6. From Tony Blair with a kiss
News International had close links with politicians, particularly with former British Prime Minister Tony Blair. On July 16, 2011 as the hacking scandal swirled around the company -- and on the eve of Brooks's arrest -- the former Labour leader offered to help her prepare for an appearance before a House of Commons committee at which she would be grilled about hacking. Blair texted Brooks: "If you're still going to parliament you should call me. I have experience of these things! Tx" She said she was "feeling properly terrified," adding: "Police are behaving so badly." The former PM responded with help about the police interview: "Everyone panics in these situations and they will feel they have their reputation to recover. Assume you have quality QC advice? When's the interview?" Later, Blair added: "I'm no use on police stuff but call me after that because I may be some help on Commons. Brooks replied: "Great. Will do. X"

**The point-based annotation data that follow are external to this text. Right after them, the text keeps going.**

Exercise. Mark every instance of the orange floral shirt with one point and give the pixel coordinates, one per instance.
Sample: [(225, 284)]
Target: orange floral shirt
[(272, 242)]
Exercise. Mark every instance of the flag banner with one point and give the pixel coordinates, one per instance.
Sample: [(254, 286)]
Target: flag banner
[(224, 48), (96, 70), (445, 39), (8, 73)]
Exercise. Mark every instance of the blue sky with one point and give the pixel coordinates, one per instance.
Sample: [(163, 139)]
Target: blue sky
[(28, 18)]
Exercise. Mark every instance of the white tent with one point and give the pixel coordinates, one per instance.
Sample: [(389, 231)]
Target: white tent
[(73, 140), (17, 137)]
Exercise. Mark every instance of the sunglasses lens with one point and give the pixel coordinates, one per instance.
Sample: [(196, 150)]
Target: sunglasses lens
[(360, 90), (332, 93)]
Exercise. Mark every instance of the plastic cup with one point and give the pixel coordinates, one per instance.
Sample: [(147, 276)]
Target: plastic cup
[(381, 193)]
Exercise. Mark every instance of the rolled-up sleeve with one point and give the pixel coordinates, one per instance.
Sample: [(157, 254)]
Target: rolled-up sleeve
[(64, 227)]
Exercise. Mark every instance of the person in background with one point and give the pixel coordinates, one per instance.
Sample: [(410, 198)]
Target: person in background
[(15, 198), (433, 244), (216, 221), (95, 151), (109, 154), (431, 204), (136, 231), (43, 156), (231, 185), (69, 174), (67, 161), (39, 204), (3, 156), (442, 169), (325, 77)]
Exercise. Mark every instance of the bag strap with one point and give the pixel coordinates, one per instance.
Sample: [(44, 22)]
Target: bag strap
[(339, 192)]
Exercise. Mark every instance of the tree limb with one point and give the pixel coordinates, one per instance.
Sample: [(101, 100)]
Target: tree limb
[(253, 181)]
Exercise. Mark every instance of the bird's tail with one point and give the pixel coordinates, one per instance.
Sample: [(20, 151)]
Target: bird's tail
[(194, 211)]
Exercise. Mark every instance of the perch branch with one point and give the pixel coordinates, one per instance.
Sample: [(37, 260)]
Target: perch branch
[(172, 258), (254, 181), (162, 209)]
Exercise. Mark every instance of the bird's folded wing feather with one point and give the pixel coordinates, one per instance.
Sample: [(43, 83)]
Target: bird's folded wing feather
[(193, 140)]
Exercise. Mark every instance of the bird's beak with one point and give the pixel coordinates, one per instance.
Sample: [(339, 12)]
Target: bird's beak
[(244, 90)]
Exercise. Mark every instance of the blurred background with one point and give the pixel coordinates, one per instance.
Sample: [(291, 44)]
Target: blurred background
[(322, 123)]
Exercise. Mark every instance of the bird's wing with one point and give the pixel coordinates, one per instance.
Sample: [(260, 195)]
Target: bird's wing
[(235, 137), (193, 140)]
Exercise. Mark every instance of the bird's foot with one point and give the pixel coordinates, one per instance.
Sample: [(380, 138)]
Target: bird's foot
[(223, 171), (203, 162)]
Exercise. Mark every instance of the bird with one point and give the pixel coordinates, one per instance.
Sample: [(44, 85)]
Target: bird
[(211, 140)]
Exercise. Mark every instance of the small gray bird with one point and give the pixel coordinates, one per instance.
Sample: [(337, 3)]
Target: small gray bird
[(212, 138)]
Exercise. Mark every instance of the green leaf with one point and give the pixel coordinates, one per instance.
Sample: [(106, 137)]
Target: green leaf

7. The affair that dare not be printed
While the News of the World exposed other people's extra-marital affairs, its married leading executives were having one themselves, the court heard. On a computer belonging to Brooks, detectives found a draft letter written by the former News of the World editor to its then editor, Andy Coulson in 2004 which suggested they had been having an affair for six years. The prosecution suggested the closeness of that relationship meant Brooks must have known about phone hacking when her lover was editing the paper -- which she denied. In a passage from the letter read out to the court by a prosecutor, Brooks wrote: "The fact is you are my very best friend, I tell you everything, I confide in you, I seek your advice, I love you, care about you, worry about you, we laugh and cry together." No British newspaper exposed their affair, though it made front-page headlines a decade later. When a lawyer suggested to Coulson that the relationship was "pure hypocrisy," he replied: "The irony is not lost on me."